Die Bereinigung in der deutschen Stahlindustrie geht weiter. Thyssenkrupp trennt sich von seinem Anteil an den Hüttenwerken Krupp Mannesmann. Auch der französische Eigner zieht sich zurück. Salzgitter greift als neuer Alleinbesitzer durch und setzt auf das Thema grüner Stahl.

Der Stahlkonzern Salzgitter übernimmt die Duisburger Stahlfirma HKM komplett und verbindet das mit einem drastischen Jobabbau. Das niedersächsische Unternehmen teilte mit, man habe entsprechende Verträge mit den anderen bisherigen Miteigentümern unterzeichnet, also der Stahlfirma Thyssenkrupp Steel Europe (TKSE) und dem französischen Rohrfabrikanten Vallourec. Bislang hielt TKSE 50 Prozent der Anteile, die Salzgitter AG 30 Prozent und Vallourec 20 Prozent. Das Kürzel HKM steht für Hüttenwerke Krupp Mannesmann.
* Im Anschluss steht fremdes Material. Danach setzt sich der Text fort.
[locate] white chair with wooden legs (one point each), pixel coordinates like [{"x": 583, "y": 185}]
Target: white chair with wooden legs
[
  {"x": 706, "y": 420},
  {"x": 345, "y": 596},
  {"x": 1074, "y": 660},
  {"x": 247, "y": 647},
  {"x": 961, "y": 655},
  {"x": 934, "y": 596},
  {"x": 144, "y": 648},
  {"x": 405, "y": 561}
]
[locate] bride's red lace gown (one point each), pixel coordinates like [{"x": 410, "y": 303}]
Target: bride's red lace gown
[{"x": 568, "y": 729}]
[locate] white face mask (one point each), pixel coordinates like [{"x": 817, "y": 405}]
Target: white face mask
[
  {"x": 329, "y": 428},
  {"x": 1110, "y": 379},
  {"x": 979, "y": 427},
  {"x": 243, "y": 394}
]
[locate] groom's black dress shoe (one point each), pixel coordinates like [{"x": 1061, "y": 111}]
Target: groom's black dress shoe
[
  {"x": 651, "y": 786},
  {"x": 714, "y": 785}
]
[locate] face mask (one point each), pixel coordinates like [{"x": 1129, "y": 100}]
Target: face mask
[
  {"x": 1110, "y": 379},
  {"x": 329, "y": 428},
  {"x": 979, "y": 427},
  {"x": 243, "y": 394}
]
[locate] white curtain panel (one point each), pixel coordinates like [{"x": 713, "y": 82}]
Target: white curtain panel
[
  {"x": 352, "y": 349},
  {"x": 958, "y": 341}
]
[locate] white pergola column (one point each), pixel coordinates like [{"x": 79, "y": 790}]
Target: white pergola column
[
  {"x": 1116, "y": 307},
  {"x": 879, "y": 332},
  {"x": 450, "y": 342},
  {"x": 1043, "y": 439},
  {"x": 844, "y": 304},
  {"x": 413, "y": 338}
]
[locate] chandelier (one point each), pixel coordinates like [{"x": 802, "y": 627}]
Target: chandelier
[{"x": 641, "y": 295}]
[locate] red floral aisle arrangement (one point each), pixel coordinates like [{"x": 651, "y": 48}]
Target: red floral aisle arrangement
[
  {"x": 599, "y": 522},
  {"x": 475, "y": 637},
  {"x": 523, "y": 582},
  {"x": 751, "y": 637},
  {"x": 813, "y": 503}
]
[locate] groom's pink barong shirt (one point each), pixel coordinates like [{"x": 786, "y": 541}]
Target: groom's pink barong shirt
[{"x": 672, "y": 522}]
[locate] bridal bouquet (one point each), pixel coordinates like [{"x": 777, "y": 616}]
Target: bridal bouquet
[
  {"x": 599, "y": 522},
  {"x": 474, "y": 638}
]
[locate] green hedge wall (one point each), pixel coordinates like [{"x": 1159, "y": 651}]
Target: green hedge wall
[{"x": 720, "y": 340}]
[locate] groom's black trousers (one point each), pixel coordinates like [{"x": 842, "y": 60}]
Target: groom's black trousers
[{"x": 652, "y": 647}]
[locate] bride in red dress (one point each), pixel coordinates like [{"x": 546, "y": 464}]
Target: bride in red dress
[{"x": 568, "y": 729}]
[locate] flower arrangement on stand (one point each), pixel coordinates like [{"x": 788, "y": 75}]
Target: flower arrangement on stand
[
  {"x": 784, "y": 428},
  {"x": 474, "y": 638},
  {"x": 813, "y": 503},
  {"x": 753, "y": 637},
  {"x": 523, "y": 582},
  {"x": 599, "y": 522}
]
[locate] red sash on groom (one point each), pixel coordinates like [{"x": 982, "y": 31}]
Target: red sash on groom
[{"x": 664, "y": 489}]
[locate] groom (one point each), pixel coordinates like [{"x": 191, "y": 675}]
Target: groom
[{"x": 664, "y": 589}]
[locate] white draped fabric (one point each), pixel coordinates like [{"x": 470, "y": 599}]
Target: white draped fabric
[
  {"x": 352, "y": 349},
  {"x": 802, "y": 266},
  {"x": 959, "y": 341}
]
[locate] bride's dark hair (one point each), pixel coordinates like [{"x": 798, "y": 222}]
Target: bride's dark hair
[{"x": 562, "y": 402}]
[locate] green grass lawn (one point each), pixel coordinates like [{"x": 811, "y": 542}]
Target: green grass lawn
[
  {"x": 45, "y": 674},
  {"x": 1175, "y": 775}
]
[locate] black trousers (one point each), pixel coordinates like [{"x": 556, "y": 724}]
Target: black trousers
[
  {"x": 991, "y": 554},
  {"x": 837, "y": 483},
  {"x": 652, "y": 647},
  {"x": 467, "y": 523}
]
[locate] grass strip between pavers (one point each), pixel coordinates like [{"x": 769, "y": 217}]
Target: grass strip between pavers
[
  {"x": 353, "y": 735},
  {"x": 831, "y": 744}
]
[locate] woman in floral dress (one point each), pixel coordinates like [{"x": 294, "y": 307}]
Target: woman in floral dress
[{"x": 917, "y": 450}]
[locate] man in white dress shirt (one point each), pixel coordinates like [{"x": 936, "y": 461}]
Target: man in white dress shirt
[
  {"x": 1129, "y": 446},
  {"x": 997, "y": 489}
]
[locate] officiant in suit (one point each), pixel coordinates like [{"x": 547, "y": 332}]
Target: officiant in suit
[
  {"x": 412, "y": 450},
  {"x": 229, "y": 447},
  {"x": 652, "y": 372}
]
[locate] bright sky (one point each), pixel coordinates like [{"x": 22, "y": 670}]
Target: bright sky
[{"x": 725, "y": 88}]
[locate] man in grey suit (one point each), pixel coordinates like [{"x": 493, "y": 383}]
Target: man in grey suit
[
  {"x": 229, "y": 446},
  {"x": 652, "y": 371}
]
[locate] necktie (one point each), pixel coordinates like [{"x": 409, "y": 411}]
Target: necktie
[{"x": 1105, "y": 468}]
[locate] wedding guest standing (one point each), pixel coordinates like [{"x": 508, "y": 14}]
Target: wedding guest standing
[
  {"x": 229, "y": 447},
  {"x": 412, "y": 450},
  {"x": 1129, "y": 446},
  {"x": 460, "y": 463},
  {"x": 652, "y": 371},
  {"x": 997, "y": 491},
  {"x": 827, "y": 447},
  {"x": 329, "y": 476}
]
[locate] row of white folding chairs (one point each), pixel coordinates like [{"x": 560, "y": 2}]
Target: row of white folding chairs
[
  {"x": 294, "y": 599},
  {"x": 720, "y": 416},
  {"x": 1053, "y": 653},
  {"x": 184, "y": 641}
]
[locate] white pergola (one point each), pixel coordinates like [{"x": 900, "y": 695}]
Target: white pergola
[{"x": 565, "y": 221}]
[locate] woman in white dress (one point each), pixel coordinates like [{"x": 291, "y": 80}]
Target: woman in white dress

Die Übernahme ist mit einem herben Jobabbau verbunden: Aktuell sind es rund 3000 Beschäftigte bei HKM, Ende 2028 sollen es nur etwa 1000 sein. "Dies ist ein schwerer, aber notwendiger Schritt", sagt Salzgitter-Personalvorständin Birgit Dietze. Ohne den schmerzhaften Stellenabbau hätte man die alleinige Übernahme nicht vollziehen können, argumentiert die Salzgitter AG. Die Alternative wäre eine komplette Schließung des Duisburger Hüttenwerks gewesen. Die HKM habe nur mit einer konsequenten Neuaufstellung die Chance auf eine erfolgreiche Zukunft.

Salzgitter möchte in den Standort investieren, um dort künftig bei der klimaschonenden Produktion von Stahl mitmischen zu können - dies in der Hoffnung, dass die Nachfrage nach "grünem" Stahl auch anzieht. In Duisburg soll ein sogenannter Elektrolichtbogenofen gebaut werden, bei dem Strom genutzt wird und nur wenig CO2 entsteht. 

Die Chefin der Thyssenkrupp-Stahlsparte TKSE, Marie Jaroni, sprach von einem "wichtigen Meilenstein für alle Beteiligten". TKSE könne seine Produktion nun auf den Duisburger Norden konzentrieren sowie die Auslastung, Effizienz und Wirtschaftlichkeit nachhaltig steigern. HKM beliefert TKSE nur noch bis Ende 2028, ursprünglich war die Belieferung bis 2032 geplant. 

Ein Sprecher der IG Metall bewertete den geplanten Jobabbau als "bitter". Es sei aber gut, dass der Standort erhalten bleibe und damit immerhin 1000 gut abgesicherte industrielle Arbeitsplätze in NRW fortbestehen.